Let $a$ be the first term and $d$ be the common difference of the given A.P.
Now to find the sum we are going to find the general form of m terms and n terms.
${a_m} = \dfrac{1}{n} \Rightarrow a + \left( {m - 1} \right)d = \dfrac{1}{n}$ $......\left( 1 \right)$
\[{a_n} = \dfrac{1}{m} \Rightarrow a + \left( {n - 1} \right)d = \dfrac{1}{m}\] \[......\left( 2 \right)\]

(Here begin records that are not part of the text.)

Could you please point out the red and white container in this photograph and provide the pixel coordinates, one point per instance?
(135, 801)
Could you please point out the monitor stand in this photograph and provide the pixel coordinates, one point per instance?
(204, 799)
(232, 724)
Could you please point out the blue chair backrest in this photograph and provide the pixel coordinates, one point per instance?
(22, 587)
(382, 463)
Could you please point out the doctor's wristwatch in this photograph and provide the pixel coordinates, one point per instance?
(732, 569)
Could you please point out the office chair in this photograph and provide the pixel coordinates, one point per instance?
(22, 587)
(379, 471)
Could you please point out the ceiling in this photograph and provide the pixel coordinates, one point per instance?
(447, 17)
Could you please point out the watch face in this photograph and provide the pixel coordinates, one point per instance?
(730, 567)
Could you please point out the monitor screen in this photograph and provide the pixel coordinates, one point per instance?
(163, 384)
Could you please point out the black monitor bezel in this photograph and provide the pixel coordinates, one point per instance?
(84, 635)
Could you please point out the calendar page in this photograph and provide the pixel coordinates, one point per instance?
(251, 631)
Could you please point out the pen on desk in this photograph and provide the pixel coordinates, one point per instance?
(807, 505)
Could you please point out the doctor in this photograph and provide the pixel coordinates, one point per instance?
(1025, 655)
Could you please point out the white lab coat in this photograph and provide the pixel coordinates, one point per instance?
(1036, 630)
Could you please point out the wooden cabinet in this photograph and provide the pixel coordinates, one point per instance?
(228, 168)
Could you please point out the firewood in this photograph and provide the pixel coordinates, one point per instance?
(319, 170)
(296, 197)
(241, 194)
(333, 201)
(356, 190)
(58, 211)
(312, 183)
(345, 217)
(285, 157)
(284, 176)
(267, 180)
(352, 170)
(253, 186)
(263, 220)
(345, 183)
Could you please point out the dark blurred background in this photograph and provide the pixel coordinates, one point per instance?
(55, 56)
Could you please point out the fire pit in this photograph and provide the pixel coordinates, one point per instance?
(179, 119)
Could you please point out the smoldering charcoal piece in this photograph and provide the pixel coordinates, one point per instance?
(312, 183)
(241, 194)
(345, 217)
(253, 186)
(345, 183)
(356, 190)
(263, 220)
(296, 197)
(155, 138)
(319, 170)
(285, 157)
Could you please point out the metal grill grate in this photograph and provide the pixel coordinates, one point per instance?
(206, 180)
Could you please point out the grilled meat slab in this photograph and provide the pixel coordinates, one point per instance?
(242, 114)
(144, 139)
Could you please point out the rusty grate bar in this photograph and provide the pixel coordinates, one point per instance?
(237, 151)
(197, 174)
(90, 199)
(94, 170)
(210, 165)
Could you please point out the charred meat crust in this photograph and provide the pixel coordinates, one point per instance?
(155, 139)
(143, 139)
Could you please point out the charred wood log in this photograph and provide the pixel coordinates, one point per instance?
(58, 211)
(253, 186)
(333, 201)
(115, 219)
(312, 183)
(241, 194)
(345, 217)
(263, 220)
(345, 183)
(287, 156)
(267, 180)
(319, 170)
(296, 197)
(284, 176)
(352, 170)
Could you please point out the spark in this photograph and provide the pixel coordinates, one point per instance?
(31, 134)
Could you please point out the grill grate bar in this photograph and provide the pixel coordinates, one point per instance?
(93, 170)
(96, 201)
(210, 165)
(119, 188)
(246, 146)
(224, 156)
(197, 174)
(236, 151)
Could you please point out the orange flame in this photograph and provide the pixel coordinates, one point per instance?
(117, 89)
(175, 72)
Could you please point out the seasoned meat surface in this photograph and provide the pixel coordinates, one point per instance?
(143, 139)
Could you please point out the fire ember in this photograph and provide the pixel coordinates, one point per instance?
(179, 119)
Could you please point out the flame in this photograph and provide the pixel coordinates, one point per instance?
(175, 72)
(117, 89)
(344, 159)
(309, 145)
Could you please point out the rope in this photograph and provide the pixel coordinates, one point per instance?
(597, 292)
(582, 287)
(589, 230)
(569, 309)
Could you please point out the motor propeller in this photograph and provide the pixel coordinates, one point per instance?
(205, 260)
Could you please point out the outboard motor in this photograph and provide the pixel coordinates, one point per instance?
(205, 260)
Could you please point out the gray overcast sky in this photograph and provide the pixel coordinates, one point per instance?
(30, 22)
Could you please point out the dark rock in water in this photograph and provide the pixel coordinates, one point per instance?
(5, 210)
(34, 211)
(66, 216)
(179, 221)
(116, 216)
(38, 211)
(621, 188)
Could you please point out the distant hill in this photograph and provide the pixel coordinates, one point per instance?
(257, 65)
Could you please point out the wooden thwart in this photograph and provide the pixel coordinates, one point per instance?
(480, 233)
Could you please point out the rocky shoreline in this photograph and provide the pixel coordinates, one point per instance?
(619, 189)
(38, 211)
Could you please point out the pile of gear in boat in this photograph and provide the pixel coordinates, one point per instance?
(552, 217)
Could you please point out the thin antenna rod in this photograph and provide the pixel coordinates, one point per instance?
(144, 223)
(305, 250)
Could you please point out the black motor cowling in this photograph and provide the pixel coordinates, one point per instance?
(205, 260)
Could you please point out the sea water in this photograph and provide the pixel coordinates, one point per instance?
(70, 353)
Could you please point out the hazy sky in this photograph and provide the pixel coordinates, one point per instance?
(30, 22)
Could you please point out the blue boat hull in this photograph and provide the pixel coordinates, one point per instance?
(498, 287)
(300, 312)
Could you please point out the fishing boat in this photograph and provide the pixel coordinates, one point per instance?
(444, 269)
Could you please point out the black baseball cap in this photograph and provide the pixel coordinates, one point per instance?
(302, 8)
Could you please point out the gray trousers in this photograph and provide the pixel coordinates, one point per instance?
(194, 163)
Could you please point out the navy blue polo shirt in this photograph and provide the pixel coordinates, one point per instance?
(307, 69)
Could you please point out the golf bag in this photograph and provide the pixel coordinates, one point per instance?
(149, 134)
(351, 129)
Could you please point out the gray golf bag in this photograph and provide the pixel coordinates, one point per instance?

Now we are going to subtract \[\left( 2 \right)\] from\[\left( 1 \right)\], we get,
\[\left( {m - n} \right)d = \dfrac{1}{n} - \dfrac{1}{m} \Rightarrow \left( {m - n} \right)d = \dfrac{{m - n}}{{mn}} \Rightarrow d = \dfrac{1}{{mn}}\]
The next step is to equate \[d = \dfrac{1}{{mn}}\] in\[\left( 1 \right)\], the equation becomes,
\[a + \left( {m - 1} \right)\dfrac{1}{{mn}} = \dfrac{1}{n} \Rightarrow a + \dfrac{1}{n} - \dfrac{1}{{mn}} = \dfrac{1}{n} \Rightarrow a = \dfrac{1}{{mn}}\]
To find the sum of an A.P of \[r\] terms with \[a\]as the first term and \[d\] as the common difference the formula is:
\[{S_r} = \dfrac{r}{2}\left\{ {2a + \left( {n - 1} \right)d} \right\}\]
Therefore, if we substitute the value of $a$and $d$ in the formula of sum of A.P., we get,
\[{S_{mn}} = \dfrac{{mn}}{2}\left\{ {2a + \left( {mn - 1} \right)d} \right\}\]
Note: In this question, they have asked us to find the sum of total terms, therefore we are going to take\[r\] as $mn$ here.
In the next step we equate the value of,
\[{S_{mn}} = \dfrac{{mn}}{2}\left\{ {\dfrac{2}{{mn}} + \left( {mn - 1} \right) \times \dfrac{1}{{mn}}} \right\} = \dfrac{1}{2}\left( {mn + 1} \right)\]
Hence Proved!